Bennettsville & Cheraw R. R. v. Hickson Lumber Co.

76 S.E. 1087 | S.C. | 1913

January 13, 1913. The opinion of the Court was delivered by Plaintiff made a contract with defendant whereby defendant was granted the right to run its logging trains over plaintiff's tracks between certain stations on plaintiff's road. The contract provided, among other things, that defendant should furnish its own locomotive engine and pay the salary of the engineer, who was to be employed by plaintiff, but, upon reasonable showing by defendant of incompetency or neglect of duty, plaintiff was to discharge him and employ another; that, while on plaintiff's tracks, the engineer and log train should be subject to plaintiff's control, but, at all other times, subject to defendant's control; that the engineer should keep the locomotive in first-class condition; that, while on plaintiff's tracks, plaintiff should be responsible for all collisions between trains and for wrecks caused by defective track or the negligence of its employees, and responsible to defendant for all injury and damage to its equipment from said causes, and defendant should be responsible for injuries to its own employees, except those caused by defective track or the negligence of plaintiff's employees.

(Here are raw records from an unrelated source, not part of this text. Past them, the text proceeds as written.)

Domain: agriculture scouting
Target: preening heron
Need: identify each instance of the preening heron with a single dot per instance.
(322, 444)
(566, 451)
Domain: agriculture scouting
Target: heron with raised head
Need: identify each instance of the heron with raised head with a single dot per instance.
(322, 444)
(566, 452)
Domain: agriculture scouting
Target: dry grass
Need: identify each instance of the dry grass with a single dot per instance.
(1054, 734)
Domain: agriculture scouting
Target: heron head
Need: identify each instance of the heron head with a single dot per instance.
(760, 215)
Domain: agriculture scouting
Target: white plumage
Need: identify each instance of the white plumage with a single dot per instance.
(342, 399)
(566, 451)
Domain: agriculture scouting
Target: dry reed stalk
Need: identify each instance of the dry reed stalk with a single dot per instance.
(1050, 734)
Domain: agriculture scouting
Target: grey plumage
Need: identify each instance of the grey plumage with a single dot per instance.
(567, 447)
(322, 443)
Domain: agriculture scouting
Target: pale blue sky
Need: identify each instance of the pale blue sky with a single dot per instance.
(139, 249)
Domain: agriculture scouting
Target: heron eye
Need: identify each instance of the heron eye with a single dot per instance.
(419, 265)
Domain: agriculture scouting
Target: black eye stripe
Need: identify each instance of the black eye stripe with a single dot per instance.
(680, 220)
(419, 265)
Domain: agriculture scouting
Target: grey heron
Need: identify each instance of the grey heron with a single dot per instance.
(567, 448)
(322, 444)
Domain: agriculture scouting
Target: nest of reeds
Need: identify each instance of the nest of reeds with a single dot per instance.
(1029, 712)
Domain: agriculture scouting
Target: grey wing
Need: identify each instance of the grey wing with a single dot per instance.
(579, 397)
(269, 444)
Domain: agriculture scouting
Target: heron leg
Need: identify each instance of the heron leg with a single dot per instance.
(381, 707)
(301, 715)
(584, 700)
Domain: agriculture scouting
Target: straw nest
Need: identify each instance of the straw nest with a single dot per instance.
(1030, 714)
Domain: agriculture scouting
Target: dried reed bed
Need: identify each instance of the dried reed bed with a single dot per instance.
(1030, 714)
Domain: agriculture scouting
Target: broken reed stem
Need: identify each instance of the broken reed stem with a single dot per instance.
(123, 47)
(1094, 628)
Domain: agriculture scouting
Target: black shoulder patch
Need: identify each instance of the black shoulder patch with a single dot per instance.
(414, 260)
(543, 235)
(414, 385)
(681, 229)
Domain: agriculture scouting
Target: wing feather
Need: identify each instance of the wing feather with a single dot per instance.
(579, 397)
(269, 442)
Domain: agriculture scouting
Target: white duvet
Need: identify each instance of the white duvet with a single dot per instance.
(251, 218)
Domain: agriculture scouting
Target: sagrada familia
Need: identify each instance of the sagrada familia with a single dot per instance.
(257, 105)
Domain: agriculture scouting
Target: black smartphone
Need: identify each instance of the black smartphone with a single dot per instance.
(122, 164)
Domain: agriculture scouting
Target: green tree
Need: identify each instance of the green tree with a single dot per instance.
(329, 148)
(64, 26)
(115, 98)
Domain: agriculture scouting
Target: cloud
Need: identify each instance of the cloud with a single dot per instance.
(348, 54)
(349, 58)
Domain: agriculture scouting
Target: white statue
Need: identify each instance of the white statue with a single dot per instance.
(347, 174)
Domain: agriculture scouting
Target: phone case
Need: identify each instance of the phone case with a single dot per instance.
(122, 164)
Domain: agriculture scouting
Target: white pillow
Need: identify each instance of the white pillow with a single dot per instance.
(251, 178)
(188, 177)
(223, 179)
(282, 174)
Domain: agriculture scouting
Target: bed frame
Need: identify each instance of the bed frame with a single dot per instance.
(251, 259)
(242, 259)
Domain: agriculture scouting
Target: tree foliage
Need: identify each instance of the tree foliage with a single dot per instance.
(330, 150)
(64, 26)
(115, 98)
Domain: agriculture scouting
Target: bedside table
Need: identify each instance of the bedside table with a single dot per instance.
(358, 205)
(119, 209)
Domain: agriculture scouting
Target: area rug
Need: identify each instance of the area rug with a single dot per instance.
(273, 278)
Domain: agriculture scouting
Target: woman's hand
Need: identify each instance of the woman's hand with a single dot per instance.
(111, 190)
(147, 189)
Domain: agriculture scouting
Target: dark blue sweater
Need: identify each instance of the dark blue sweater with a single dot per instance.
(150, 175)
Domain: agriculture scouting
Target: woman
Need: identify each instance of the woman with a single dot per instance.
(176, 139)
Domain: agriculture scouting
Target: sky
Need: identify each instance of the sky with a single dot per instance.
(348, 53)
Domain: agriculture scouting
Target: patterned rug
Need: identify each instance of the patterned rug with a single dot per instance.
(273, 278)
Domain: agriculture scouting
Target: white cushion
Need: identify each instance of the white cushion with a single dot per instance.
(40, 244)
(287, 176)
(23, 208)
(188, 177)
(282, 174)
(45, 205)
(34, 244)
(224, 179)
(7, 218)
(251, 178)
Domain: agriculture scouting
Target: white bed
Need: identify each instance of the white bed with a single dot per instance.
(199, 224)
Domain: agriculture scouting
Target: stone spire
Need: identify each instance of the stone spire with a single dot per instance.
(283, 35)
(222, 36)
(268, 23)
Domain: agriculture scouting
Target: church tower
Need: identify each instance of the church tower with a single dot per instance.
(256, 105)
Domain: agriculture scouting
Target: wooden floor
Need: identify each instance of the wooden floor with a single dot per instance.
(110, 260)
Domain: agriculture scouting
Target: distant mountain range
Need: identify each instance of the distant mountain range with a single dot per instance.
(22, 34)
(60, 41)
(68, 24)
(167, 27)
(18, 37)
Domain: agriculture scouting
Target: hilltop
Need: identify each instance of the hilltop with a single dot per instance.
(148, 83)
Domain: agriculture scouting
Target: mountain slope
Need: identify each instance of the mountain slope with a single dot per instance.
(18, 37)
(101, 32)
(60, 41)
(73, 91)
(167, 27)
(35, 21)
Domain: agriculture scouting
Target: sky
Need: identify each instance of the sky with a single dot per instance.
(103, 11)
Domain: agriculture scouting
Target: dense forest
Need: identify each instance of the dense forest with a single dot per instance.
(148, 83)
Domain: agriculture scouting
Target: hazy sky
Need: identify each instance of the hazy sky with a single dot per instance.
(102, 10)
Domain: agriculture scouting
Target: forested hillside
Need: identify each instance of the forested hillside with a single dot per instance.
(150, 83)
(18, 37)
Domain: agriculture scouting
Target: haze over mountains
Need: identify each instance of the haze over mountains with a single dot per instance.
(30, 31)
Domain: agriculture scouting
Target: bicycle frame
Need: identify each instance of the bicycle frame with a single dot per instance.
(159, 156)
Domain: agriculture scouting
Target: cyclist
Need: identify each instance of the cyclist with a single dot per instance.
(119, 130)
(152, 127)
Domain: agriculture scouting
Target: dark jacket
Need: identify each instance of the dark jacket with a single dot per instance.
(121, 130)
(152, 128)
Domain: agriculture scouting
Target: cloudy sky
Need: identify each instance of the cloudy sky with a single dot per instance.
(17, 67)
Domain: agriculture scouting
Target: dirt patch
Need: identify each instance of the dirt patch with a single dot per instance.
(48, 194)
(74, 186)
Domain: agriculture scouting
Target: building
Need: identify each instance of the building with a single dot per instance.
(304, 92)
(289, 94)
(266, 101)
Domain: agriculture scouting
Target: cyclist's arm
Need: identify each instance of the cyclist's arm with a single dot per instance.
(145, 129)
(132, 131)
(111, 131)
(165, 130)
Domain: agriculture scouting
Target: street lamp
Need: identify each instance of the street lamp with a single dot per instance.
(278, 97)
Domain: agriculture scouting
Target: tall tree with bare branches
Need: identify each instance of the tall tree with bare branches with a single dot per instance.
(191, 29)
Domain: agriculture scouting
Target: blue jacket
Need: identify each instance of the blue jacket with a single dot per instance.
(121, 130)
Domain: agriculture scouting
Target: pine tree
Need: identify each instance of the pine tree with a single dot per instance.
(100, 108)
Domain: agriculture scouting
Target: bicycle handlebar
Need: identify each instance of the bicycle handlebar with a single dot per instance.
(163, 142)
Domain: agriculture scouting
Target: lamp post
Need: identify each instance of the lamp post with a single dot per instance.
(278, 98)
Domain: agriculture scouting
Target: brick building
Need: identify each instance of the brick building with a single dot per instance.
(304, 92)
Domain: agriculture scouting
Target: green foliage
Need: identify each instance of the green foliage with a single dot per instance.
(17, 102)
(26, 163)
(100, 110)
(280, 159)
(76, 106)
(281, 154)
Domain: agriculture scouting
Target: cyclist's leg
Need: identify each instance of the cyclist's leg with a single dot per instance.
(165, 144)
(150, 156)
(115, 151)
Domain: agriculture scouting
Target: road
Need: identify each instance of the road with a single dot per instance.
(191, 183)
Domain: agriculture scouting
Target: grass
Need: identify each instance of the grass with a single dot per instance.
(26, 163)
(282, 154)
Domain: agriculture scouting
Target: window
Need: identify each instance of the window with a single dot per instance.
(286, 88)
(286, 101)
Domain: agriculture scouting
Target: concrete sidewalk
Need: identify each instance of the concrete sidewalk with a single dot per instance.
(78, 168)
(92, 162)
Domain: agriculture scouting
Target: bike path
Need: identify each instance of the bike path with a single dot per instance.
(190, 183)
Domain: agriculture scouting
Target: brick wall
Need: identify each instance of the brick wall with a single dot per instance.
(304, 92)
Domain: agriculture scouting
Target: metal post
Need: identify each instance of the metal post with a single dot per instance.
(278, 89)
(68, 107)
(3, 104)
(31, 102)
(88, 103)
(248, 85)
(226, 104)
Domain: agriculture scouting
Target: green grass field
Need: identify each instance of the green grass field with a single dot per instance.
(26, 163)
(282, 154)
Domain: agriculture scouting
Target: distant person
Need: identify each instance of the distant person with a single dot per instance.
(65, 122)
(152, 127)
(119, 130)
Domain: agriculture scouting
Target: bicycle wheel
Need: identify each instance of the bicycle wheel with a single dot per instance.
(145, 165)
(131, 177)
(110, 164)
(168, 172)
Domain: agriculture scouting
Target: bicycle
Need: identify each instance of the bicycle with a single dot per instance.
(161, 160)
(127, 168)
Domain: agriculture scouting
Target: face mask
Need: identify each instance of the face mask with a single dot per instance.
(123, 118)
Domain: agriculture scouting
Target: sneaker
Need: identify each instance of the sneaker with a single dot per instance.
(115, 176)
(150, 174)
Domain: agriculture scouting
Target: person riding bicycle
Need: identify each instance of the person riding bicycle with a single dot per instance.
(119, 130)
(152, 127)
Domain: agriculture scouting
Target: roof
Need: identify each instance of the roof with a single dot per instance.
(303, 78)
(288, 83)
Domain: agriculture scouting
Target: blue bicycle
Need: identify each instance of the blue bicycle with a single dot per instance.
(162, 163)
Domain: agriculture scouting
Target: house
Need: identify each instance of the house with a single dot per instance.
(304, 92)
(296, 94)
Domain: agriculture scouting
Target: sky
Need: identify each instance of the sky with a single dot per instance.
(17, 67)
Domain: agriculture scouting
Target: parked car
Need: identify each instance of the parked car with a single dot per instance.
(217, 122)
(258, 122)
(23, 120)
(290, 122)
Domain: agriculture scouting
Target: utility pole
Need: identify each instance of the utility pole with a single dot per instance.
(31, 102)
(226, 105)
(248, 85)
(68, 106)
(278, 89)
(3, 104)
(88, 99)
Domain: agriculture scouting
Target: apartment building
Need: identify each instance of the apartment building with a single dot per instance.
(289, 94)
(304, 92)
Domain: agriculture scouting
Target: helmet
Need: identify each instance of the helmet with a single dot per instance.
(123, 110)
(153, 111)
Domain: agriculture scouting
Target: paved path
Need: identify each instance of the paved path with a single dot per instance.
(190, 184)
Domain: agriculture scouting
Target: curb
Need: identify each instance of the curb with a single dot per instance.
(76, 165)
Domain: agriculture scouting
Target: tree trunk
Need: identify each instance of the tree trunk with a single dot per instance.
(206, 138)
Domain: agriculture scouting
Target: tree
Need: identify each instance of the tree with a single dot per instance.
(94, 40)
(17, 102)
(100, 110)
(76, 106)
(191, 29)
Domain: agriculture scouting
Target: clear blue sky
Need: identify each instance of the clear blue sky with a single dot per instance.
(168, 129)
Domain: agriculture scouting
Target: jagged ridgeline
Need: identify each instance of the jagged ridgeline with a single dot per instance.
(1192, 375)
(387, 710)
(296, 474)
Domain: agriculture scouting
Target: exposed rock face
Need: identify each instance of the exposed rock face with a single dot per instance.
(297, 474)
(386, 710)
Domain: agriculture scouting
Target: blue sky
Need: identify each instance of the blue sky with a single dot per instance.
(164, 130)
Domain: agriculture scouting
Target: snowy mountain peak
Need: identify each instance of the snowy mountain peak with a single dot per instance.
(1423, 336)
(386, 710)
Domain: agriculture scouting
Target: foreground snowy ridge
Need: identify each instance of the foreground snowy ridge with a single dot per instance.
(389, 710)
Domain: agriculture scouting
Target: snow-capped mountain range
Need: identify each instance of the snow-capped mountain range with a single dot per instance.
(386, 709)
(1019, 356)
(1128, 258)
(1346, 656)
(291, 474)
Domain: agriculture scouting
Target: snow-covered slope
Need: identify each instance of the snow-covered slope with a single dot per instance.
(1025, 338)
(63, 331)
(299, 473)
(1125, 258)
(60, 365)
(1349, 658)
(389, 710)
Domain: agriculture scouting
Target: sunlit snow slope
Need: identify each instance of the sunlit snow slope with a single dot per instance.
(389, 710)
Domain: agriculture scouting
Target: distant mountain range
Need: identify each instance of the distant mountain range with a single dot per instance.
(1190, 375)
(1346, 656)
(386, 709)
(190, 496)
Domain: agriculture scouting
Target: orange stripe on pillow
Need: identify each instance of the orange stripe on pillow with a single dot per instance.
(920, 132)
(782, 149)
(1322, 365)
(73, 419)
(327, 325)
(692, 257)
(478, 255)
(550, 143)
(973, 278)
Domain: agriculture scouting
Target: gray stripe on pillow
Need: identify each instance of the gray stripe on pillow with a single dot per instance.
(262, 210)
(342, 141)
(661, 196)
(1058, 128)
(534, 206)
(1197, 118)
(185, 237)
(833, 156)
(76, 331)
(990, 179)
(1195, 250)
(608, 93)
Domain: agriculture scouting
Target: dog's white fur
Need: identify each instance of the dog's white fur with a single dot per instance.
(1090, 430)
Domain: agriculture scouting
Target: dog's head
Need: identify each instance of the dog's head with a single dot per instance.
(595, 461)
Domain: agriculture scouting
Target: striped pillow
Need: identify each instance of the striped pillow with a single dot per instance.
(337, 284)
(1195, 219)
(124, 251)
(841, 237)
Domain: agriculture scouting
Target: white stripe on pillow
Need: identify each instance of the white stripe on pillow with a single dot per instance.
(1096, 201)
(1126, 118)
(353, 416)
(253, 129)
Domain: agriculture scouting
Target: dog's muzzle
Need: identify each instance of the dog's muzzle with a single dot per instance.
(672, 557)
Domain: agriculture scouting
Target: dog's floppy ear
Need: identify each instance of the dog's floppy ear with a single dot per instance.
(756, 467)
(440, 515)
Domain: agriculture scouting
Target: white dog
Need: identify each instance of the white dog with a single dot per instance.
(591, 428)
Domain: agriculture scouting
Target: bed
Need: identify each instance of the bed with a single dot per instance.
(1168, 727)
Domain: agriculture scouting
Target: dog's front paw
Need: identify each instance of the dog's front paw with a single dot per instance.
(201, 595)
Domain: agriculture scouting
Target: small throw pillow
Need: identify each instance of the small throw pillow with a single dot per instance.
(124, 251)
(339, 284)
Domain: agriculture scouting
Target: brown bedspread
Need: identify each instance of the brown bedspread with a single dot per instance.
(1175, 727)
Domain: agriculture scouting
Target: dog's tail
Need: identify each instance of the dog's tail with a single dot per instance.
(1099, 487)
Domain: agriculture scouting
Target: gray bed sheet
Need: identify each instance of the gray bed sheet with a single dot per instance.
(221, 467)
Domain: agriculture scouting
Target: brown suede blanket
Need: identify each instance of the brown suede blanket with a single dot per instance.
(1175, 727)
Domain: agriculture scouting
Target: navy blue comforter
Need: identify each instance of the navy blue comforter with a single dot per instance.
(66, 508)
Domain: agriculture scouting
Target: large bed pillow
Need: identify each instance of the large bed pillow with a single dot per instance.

By the negligence of defendant, in failing to equip its locomotive with suitable grates, fire was set out, while the engine was on plaintiff's track, and destroyed a freight car *384 and some crossties, to plaintiff's damage $471.29, for which plaintiff had judgment against defendant.

Defendant contends that, because the contract enumerates certain grounds of liability of the parties to each other, neither is liable to the other on any ground not mentioned in the contract. This contention is unsound. The law imposes liability upon every person, legally responsible, for the proximate consequences of his negligence, and the fact that one has contracted against liability on certain grounds does not relieve him from liability for his negligence, resulting proximately in injury and damage to the other party to the contract, in respect of matters for which he has not contracted for exemption from liability.

Defendant contends, further, that, as the fire was put out, while the log train was on plaintiff's track, and as, by the terms of the contract, the engineer was employed by plaintiff and was subject to plaintiff's control, while on plaintiff's track, he was, at that time, plaintiff's employee, and, it being his duty to keep the engine in repair, defendant is not responsible for his failure to do so. This position is more specious than sound. The law imposed upon the defendant the duty, under the contract, to provide a suitable engine, that is, an engine with suitable equipment. It was no part of the engineer's duty to provide grates for the engine. That was defendant's duty, and it was the failure to discharge that duty that caused the injury. It is not material, therefore, whose servant the engineer was when the fire was set out.